The Byzantine government strictly regulated its merchants and what prices they charged. Now, the Venetian merchants no longer had to adhere to those rules. Without the 10% tariff, the Venetians gained a competitive edge over local merchants and other Italians. In a desperate time, it was a minor issue, but over time its impact grew. Later emperors tried to do away with Alexios’ concession to the Venetians, without success.
About 90 years later, in 1171, the merchants and people of Constantinople reached their limit. The government arrested all Venetians in the empire and seized their goods. The Venetians sent several expeditions to Constantinople to settle the disputes, and included in these was Enrico Dandolo, the scion of a prominent family then in his 60s. Dandolo developed an implacable hatred for the Byzantines during these protracted negotiations (they lasted 12 years).
The Fourth Crusade
In 1192, at the age of 85 and already blind, the people of Venice elected Dandolo to the position of Doge. He was the Doge and a key leader of the Fourth Crusade that sacked Constantinople in 1204. The Venetians hauled off to Venice innumerable precious objects, artwork and gold, including the four horses seen below.

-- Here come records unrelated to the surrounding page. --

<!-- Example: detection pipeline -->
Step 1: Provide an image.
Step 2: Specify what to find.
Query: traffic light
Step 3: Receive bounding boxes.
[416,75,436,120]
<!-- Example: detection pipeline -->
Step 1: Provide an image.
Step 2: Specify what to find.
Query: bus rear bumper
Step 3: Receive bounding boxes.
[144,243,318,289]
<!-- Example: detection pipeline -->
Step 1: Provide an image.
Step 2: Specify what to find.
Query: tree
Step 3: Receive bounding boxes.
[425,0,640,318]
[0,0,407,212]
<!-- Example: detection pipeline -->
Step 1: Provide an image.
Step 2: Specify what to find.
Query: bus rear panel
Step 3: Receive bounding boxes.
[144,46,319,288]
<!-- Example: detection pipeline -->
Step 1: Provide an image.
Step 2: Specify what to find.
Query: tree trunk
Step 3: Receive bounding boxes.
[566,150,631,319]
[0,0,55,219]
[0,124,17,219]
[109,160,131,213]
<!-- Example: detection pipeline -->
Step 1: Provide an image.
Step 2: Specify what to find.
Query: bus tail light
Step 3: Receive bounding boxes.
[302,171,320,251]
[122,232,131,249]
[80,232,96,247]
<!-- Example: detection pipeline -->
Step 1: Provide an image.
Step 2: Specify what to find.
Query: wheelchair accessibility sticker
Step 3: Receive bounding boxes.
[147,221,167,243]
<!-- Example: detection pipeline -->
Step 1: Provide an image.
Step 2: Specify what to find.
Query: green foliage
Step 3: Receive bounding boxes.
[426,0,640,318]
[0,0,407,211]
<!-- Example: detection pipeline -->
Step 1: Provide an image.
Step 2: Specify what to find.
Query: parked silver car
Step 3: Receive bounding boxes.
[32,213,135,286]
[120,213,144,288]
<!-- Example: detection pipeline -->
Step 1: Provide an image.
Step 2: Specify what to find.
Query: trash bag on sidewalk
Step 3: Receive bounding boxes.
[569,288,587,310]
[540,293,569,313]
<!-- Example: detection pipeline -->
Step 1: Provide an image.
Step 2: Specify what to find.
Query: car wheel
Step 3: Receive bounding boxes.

Alexios I could not have anticipated this result when he signed his agreement with Venice in 1082. Guiscard’s menace was immediate and he had to address it, however he could manage it. Still, if Alexios’ understanding of economics had been better, he might have agreed to the concessions for a period of time, perhaps 10-20 years, limiting its impact on both the Byzantines and Venetians.